A: This question comes from a distinguished doctor, author and spiritual guide. It’s an honor to try to answer your question, dear Dr. B.

I wouldn’t want to be God even for a day because I don’t understand what that means. I can understand the appeal of becoming another person for a day. I can grasp wanting to be Einstein, Picasso or Jack Nicklaus, to feel what excellence feels like when it approaches genius. But these are idle wishes that mostly make sense late at night with good friends over a few drinks.

Wanting to be God, on the other hand, is wanting to be another type of being altogether. We’re not just different in attributes. We’re different in essence. God is not a person. Christian beliefs about Jesus don’t contradict this truth because, as the Christian belief in the Trinity affirms, He assumed the likeness of a person but was always a part of the triune essence of God.
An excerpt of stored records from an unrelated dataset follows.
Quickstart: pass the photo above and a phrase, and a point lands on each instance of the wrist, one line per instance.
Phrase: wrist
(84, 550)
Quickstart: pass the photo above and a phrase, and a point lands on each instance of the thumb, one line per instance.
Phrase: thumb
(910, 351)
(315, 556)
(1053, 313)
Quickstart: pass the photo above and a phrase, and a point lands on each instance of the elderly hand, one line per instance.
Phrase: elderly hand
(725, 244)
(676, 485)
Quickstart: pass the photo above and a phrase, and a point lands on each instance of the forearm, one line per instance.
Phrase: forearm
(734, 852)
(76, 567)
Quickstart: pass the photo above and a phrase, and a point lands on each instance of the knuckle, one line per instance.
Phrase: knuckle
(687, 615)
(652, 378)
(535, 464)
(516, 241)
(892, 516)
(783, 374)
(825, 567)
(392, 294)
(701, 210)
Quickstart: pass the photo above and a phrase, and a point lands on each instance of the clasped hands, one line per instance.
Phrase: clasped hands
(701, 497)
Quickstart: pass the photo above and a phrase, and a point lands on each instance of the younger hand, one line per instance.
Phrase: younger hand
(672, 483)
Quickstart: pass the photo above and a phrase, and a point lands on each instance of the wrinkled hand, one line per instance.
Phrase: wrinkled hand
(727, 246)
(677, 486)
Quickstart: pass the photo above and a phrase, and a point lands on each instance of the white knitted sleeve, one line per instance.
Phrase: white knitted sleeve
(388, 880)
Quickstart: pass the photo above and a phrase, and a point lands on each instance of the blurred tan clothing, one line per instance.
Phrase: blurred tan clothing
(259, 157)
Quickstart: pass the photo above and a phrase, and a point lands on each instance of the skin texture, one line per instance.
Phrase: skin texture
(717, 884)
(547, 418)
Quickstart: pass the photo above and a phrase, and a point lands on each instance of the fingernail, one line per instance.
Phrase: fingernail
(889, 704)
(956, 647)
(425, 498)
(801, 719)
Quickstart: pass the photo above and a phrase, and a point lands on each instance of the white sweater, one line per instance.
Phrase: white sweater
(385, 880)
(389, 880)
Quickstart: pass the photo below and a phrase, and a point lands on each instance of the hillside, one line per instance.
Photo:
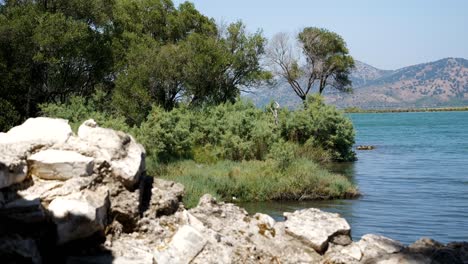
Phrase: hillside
(434, 84)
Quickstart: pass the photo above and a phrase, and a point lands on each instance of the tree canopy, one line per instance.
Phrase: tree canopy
(139, 53)
(318, 58)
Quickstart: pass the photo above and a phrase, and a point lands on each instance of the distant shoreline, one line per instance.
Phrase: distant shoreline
(405, 110)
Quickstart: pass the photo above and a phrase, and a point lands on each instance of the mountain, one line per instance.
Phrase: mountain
(363, 74)
(434, 84)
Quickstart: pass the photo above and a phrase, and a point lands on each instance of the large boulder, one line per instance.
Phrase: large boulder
(19, 141)
(13, 167)
(15, 249)
(54, 164)
(126, 157)
(183, 248)
(81, 214)
(375, 246)
(39, 130)
(315, 227)
(166, 197)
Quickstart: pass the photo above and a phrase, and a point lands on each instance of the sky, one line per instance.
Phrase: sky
(386, 34)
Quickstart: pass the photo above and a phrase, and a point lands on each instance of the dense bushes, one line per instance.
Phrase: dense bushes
(233, 131)
(257, 181)
(235, 149)
(321, 126)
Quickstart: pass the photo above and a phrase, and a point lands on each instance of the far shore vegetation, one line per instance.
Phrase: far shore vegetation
(172, 77)
(405, 110)
(235, 151)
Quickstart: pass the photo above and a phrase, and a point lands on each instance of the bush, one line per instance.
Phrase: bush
(321, 126)
(9, 117)
(257, 181)
(167, 135)
(78, 110)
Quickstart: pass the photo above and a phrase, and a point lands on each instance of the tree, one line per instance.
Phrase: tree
(324, 61)
(222, 67)
(201, 69)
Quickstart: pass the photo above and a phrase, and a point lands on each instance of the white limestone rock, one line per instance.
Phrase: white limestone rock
(125, 155)
(374, 246)
(13, 167)
(53, 164)
(315, 227)
(81, 214)
(184, 247)
(16, 144)
(39, 130)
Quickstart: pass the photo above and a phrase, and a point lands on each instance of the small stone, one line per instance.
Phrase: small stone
(184, 247)
(60, 165)
(315, 227)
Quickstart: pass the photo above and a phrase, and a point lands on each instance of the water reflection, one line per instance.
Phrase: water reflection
(414, 183)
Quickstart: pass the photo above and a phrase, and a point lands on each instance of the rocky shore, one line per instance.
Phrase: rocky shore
(85, 198)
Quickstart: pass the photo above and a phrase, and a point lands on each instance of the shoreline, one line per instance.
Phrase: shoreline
(404, 110)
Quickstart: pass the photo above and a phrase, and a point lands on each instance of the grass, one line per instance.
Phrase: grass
(255, 180)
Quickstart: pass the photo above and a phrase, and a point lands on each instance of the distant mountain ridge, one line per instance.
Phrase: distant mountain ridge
(433, 84)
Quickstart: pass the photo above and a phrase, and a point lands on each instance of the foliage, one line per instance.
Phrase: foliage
(78, 110)
(234, 131)
(322, 126)
(9, 116)
(142, 52)
(323, 61)
(256, 181)
(327, 58)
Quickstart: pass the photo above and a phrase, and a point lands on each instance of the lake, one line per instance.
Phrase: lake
(414, 184)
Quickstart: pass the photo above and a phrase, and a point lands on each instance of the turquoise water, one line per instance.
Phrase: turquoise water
(414, 184)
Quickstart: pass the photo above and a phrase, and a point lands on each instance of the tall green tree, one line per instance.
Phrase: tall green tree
(318, 59)
(51, 50)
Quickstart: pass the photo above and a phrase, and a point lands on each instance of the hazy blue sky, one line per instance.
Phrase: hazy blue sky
(386, 34)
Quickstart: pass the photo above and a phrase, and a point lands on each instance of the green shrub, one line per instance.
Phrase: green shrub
(256, 181)
(9, 117)
(167, 135)
(322, 126)
(284, 153)
(78, 110)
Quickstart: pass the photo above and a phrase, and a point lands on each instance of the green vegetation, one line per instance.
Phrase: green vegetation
(404, 110)
(257, 180)
(172, 78)
(323, 61)
(237, 150)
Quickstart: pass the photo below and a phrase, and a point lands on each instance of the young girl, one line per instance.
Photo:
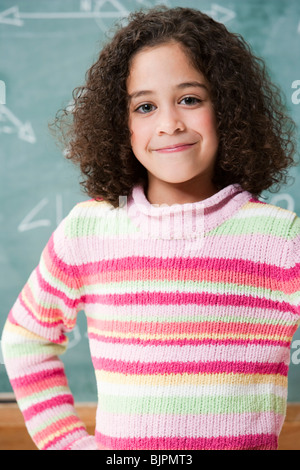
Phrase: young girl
(189, 283)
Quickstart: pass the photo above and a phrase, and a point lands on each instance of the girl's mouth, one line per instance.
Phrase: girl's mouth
(175, 148)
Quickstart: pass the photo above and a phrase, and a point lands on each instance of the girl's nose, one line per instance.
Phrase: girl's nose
(169, 122)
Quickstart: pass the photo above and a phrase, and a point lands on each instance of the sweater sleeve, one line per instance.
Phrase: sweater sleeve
(293, 265)
(34, 336)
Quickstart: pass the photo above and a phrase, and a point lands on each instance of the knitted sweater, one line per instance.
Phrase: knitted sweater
(190, 309)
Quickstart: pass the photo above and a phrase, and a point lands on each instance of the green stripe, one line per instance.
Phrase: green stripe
(264, 224)
(192, 405)
(106, 226)
(185, 286)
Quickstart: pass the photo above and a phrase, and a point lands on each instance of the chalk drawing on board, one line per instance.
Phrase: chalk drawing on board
(296, 94)
(221, 14)
(29, 224)
(118, 11)
(13, 16)
(287, 198)
(9, 124)
(85, 5)
(149, 3)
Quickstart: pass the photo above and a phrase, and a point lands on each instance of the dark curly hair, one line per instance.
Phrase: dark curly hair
(256, 143)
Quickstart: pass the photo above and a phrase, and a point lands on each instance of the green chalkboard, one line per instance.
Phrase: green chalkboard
(46, 46)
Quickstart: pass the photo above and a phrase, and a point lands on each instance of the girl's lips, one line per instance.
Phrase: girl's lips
(175, 148)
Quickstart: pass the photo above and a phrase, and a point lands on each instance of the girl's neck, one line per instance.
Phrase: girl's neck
(181, 193)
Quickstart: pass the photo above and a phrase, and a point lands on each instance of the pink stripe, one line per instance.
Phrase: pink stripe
(210, 367)
(32, 379)
(192, 328)
(122, 425)
(45, 286)
(186, 298)
(184, 341)
(132, 263)
(47, 404)
(59, 424)
(252, 441)
(78, 430)
(46, 384)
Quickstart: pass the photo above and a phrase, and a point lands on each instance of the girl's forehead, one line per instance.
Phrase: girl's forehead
(169, 61)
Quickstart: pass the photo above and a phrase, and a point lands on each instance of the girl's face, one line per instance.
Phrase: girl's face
(172, 124)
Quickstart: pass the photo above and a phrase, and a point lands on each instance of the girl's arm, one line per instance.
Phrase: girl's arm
(33, 338)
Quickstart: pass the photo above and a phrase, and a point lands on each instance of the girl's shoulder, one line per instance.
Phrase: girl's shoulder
(270, 214)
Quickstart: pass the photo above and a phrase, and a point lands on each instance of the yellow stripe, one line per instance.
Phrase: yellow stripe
(61, 431)
(190, 379)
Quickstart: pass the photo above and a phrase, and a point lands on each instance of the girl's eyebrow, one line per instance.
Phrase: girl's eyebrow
(138, 94)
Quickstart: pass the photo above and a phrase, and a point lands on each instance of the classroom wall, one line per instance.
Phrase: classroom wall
(46, 47)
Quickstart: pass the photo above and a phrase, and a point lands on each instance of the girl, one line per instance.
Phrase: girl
(189, 283)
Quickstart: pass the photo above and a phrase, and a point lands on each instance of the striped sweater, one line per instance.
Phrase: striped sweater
(190, 309)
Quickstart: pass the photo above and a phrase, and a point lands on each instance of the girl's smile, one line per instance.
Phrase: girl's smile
(172, 124)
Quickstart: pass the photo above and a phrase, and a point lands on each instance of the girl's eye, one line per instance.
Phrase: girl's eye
(145, 108)
(190, 100)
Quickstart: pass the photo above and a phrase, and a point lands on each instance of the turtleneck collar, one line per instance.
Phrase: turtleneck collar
(184, 221)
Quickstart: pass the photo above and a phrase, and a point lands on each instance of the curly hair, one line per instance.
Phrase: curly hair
(256, 135)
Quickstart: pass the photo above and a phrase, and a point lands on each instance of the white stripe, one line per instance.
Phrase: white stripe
(186, 390)
(203, 353)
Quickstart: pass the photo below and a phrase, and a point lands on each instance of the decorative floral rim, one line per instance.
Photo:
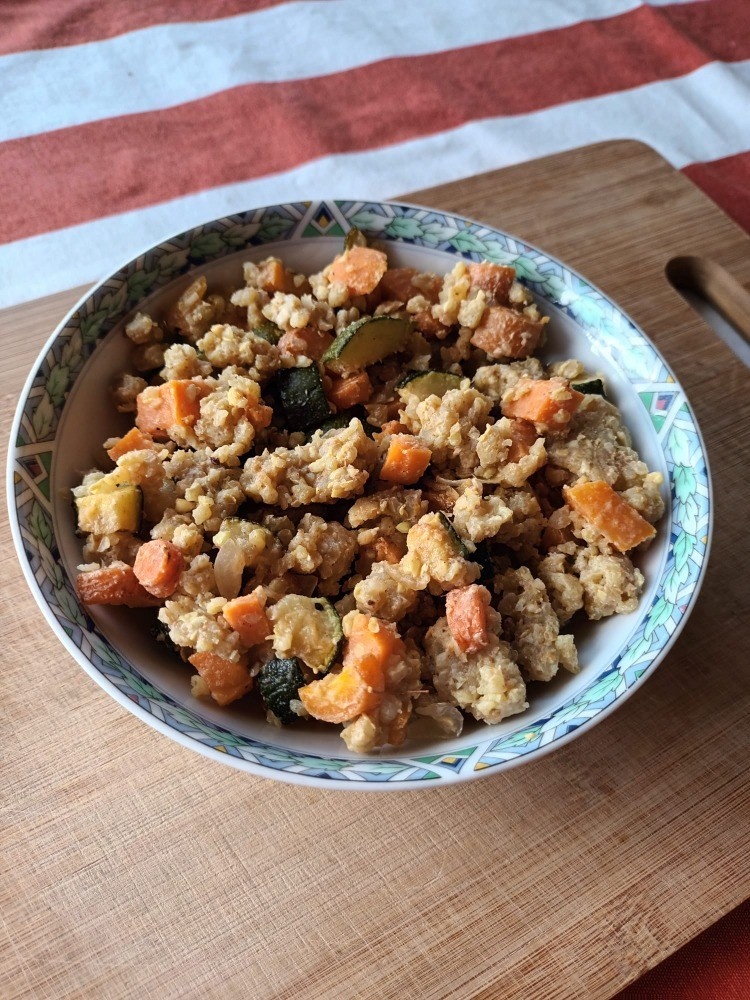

Between God and mortals, there are, however, two points of contact that define what it means to be made in the image of God. Like God, we have freedom of the will and we can love and be loved.

In recent columns, I wrote about the necessity of our free will and how this limits God’s ability to know what we’ll do next. Your question allows me to explain what I mean by our ability to love. Love means wishing for others the best we might wish for ourselves. To love, one must want to help someone else more than we want to help ourselves. To love is to dedicate yourself to a cause that transcends your own life. Love is the natural fruit of service and self-transcendence. To love is to bring the image of God into the world.

I know what it’s like to try to love someone or some cause and fail because I couldn’t love enough. Therefore, if I were God for a day, it would only be to understand what it’s like to always love enough – yet still fail to make us love one another.

I think God fails to change us even through love because we’re often afraid to be loved and to love each other.

When Father Tom Hartman and I started the God Squad, it was to spread a simple message: We know enough how we’re different and not enough about how we’re all the same. I think our fear ultimately comes from focusing so much on how we’re different and forgetting how we’re alike. God knows how we’re the same because God created us all in God’s image.

So, dear B., I wouldn’t want to be God so I could understand more deeply. I might want to be God so I could love more deeply.